Leveraging Education Abroad for Student Career Development & Employability
What do these pedagogies and words have in common? The answer is DACA. And a play I saw last night here in DC called “The Arsonists,” written in 1958 by a Swiss writer, Max Frisch and re-named in a translated British production in 2007. The moral message of the play is this: A complacent and inert citizenry, where fear and reluctance to act, makes them complicit in their own destruction. Frisch wrote his play as a metaphor to engage his audience in thinking about what actions they could/should be taking to fight back against the rise of Nazism and Communism.
And another convergent moment came last evening before the play when my wife and I were dining right next to a table of about twenty youths all wearing DACA protest T-shirts; they had just come to celebrate their participation in yesterday afternoon’s protest of the DACA decision by the President at his hotel downtown…
Complacency: Gone. Whether it was in Charlottesville a few weeks ago or yesterday, students and their adult supporters have turned out to peacefully demonstrate and say no to the politics of fear and bigotry. To the inhumane decision to deport almost 800,000 children brought here by their parents – and who have successfully made a constructive life for themselves throughout the nation. There has been a marked uptick in citizen engagement in cities and campuses across the country.

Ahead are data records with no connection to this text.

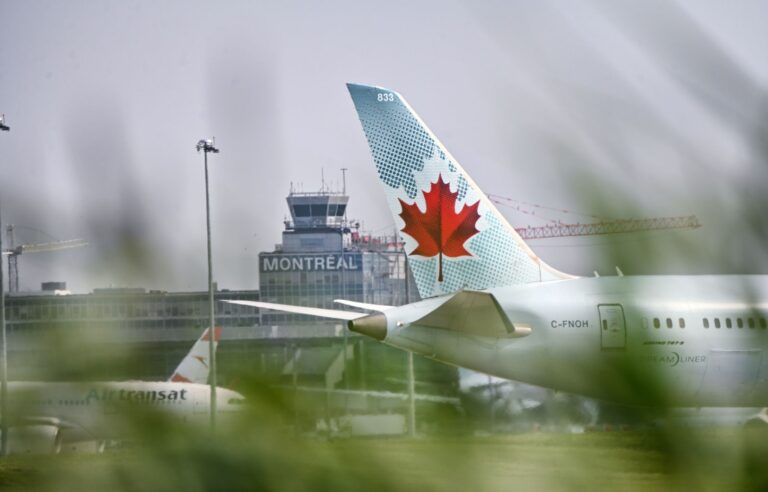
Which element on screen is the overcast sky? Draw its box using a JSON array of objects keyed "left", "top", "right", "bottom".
[{"left": 0, "top": 0, "right": 768, "bottom": 292}]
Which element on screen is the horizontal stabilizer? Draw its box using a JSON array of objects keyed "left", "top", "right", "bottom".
[
  {"left": 413, "top": 290, "right": 531, "bottom": 338},
  {"left": 224, "top": 301, "right": 367, "bottom": 321},
  {"left": 281, "top": 386, "right": 461, "bottom": 405},
  {"left": 333, "top": 299, "right": 394, "bottom": 313}
]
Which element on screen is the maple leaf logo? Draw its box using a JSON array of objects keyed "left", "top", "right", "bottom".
[{"left": 398, "top": 174, "right": 480, "bottom": 282}]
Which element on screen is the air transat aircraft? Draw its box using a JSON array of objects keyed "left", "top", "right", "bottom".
[
  {"left": 2, "top": 328, "right": 244, "bottom": 453},
  {"left": 230, "top": 84, "right": 768, "bottom": 407}
]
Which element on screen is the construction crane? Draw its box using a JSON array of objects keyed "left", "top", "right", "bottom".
[
  {"left": 3, "top": 225, "right": 88, "bottom": 292},
  {"left": 488, "top": 195, "right": 701, "bottom": 239}
]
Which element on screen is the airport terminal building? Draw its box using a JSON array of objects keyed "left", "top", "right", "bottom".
[{"left": 1, "top": 184, "right": 458, "bottom": 434}]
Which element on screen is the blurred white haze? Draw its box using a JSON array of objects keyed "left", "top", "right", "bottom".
[{"left": 0, "top": 0, "right": 768, "bottom": 292}]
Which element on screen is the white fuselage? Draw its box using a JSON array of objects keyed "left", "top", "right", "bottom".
[
  {"left": 3, "top": 381, "right": 243, "bottom": 441},
  {"left": 384, "top": 276, "right": 768, "bottom": 407}
]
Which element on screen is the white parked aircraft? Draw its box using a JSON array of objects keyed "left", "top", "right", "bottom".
[
  {"left": 2, "top": 328, "right": 244, "bottom": 453},
  {"left": 230, "top": 84, "right": 768, "bottom": 407}
]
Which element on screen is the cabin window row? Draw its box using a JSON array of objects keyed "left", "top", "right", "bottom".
[
  {"left": 653, "top": 318, "right": 768, "bottom": 330},
  {"left": 701, "top": 318, "right": 768, "bottom": 330}
]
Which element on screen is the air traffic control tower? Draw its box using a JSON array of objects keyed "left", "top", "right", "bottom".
[{"left": 259, "top": 189, "right": 416, "bottom": 325}]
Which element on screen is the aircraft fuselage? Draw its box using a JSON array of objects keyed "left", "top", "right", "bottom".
[{"left": 384, "top": 276, "right": 768, "bottom": 407}]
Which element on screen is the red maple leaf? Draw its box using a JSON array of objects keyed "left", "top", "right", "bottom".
[{"left": 398, "top": 175, "right": 480, "bottom": 282}]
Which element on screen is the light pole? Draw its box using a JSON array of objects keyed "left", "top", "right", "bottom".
[
  {"left": 197, "top": 139, "right": 219, "bottom": 432},
  {"left": 0, "top": 115, "right": 11, "bottom": 456}
]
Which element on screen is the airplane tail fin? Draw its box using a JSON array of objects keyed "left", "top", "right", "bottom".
[
  {"left": 347, "top": 84, "right": 573, "bottom": 297},
  {"left": 168, "top": 326, "right": 221, "bottom": 384}
]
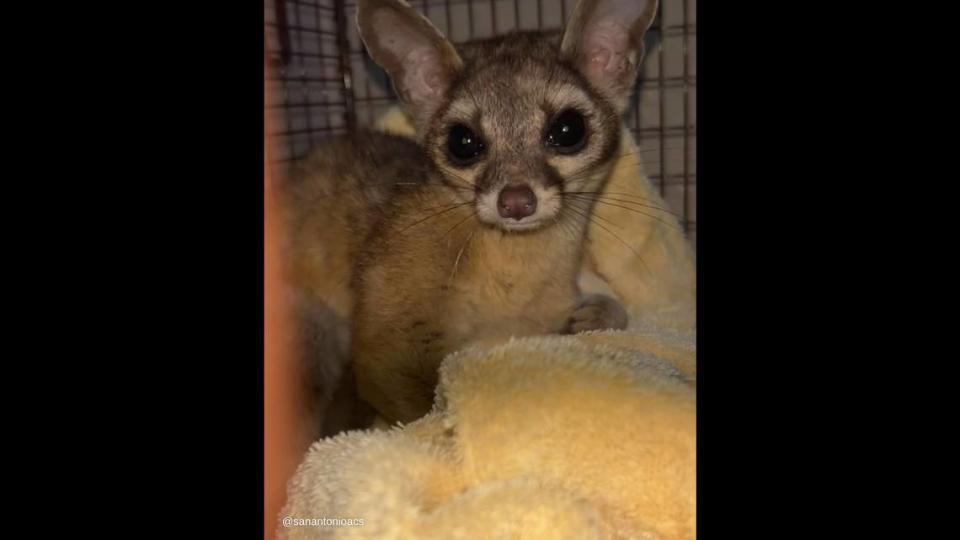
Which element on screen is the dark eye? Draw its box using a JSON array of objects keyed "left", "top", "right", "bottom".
[
  {"left": 546, "top": 109, "right": 587, "bottom": 154},
  {"left": 447, "top": 124, "right": 486, "bottom": 165}
]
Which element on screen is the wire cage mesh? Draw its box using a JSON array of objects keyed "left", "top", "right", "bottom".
[{"left": 264, "top": 0, "right": 697, "bottom": 245}]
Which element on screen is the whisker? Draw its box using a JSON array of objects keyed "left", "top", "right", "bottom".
[
  {"left": 568, "top": 199, "right": 683, "bottom": 232},
  {"left": 565, "top": 206, "right": 650, "bottom": 274},
  {"left": 571, "top": 193, "right": 682, "bottom": 219},
  {"left": 397, "top": 201, "right": 473, "bottom": 234}
]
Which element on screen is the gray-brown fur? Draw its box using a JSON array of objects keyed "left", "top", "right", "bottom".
[{"left": 288, "top": 0, "right": 660, "bottom": 430}]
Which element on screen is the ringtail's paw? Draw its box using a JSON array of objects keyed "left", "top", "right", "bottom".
[{"left": 566, "top": 294, "right": 627, "bottom": 334}]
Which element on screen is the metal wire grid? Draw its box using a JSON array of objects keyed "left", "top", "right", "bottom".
[{"left": 264, "top": 0, "right": 696, "bottom": 241}]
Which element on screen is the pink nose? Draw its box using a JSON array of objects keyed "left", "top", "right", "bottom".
[{"left": 497, "top": 184, "right": 537, "bottom": 221}]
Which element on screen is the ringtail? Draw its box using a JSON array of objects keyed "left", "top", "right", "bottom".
[{"left": 286, "top": 0, "right": 657, "bottom": 423}]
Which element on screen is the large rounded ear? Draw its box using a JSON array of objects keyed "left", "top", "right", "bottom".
[
  {"left": 560, "top": 0, "right": 657, "bottom": 112},
  {"left": 357, "top": 0, "right": 463, "bottom": 128}
]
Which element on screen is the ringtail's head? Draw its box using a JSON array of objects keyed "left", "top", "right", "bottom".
[{"left": 357, "top": 0, "right": 657, "bottom": 230}]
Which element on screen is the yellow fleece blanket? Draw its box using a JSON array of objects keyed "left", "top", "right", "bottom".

Civic Engagement: I’m sure there are many ways to define this term, but, at its root, it plainly describes the ways in which citizens stand up and make their voices heard. The DACA decision by Trump has, for some time, been a catalyst on and off campuses for student action. And action by “Dreamers” who have been invisible to most Americans. The threat to them has been taken up by other students, faculty and staff — broadening engagement of all for the benefit of a few…
Experiential Education: In 1982, in one of my earliest published pieces for the National Society for Internships and Experiential Education (January-February, Experiential Education), on “Principles of Experiential Cross-Cultural Learning,” I said:
“If experiential cross-cultural learning means anything in the world today, it must be a vehicle for shaking loose the complacency of students about critical world issues and fostering an appreciation for the diversity of national interests and cultural values struggling to co-exist on the planet.”
At home, the threats are great and coming at us weekly. Abroad, there is a resurgence of fear, due to the instability of the North Korean regime, unlike anything I’ve seen since the early days of the Cold War and the Cuban missile crisis. Again, as if history is repeating itself in our lifetime, I quoted Dr. George Bonham in my 1982 essay, author of Education and the World View (1981, Council on Learning):
“We live in a world that is increasingly anarchical, increasingly unpredictable and increasingly a world not of American choosing or of America’s imagination. We may now find ourselves at one of the great disjunctures of our national history…The world has unalterably changed – and so must American education.”
How eery to read this in the current moment. I see students demanding and fighting for change. I see our higher educational institutions both resisting change and stumbling forward to keep up with the pace of local and global events. And we citizens? We’re being forced into corners. We’re fighting each other in the streets. We’re shouting past one another. What will bring us together? As I write, it appears the only thing that has overcome our divisions is the terrible devastation of recent natural disasters.